Menurutnya, kondisi tersebut menjadi ironi karena aktivitas ekonomi besar berlangsung di kawasan miskin, namun belum memberi dampak signifikan terhadap kesejahteraan masyarakat sekitar.

Pemerintah daerah juga menyoroti dugaan minimnya kontribusi dari aktivitas tambak ilegal terhadap pendapatan daerah maupun pemberdayaan warga pesisir.

“Ini menjadi sebuah ironi yang mendalam bagi kita. Kawasan ini masuk dalam peta sentra kemiskinan, namun di sisi lain banyak aktivitas tambak udang ilegal yang beroperasi tanpa memberikan dampak positif maupun kontribusi nyata bagi kesejahteraan masyarakat sekitar,” tegasnya.

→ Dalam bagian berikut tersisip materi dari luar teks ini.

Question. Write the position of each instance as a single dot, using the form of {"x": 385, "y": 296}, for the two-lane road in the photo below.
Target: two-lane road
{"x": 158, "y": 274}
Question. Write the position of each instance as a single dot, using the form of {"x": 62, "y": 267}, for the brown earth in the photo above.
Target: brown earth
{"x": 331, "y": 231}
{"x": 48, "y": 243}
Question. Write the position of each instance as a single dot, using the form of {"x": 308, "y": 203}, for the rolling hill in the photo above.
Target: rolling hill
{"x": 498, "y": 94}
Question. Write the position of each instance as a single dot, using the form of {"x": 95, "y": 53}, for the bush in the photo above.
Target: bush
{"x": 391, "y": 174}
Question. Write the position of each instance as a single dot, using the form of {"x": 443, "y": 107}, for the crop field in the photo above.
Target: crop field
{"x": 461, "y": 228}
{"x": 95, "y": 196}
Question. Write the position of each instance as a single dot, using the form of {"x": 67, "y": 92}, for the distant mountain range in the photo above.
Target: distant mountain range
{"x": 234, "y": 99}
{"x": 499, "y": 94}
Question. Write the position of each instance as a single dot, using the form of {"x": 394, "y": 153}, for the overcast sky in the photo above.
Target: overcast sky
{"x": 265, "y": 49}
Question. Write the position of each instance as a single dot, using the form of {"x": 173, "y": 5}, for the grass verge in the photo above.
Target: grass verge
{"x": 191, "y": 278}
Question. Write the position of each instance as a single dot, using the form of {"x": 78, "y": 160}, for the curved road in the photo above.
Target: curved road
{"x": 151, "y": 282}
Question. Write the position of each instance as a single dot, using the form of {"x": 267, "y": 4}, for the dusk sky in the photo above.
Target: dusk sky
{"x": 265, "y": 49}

Menindaklanjuti temuan tersebut, Pemkab Jember memastikan tidak akan tinggal diam. Pemerintah daerah segera membentuk tim gabungan khusus yang melibatkan Satgas Pengentasan Kemiskinan dan tim penataan ruang untuk melakukan evaluasi total terhadap keberadaan tambak-tambak udang di pesisir selatan.

Evaluasi itu nantinya tidak hanya menyasar Kecamatan Gumukmas, tetapi juga seluruh kawasan pesisir mulai Kencong, Puger hingga wilayah timur Kabupaten Jember. Pemkab juga berencana melakukan koordinasi intensif dengan pemerintah provinsi serta pemerintah pusat guna menentukan langkah penertiban dan penataan kawasan pesisir secara menyeluruh.

Selain penertiban, kawasan pesisir selatan juga akan diintegrasikan ke dalam Rancangan Peraturan Daerah (Raperda) Rencana Tata Ruang Wilayah (RTRW) Kabupaten Jember yang kini memasuki tahap finalisasi di tingkat kementerian. Langkah tersebut dilakukan agar aktivitas ekonomi di kawasan pantai selatan memiliki kepastian hukum dan tetap memperhatikan keberlanjutan lingkungan.

Gus Fawait menegaskan, seluruh aktivitas ekonomi di kawasan pesisir ke depan wajib berjalan secara legal dan berpihak pada pengentasan kemiskinan masyarakat setempat. Pemkab Jember juga ingin memperkuat kehadiran negara di wilayah pesisir melalui kolaborasi bersama TNI AL demi menjamin keamanan nelayan dan warga sekitar.

“Seluruh aktivitas ekonomi di wilayah ini ke depan harus legal dan berorientasi pada pengentasan kemiskinan. Melalui sinergi dengan TNI AL, kita juga ingin memperkuat kehadiran negara untuk menjamin rasa aman bagi para nelayan dan masyarakat pesisir,” pungkas Gus Fawait.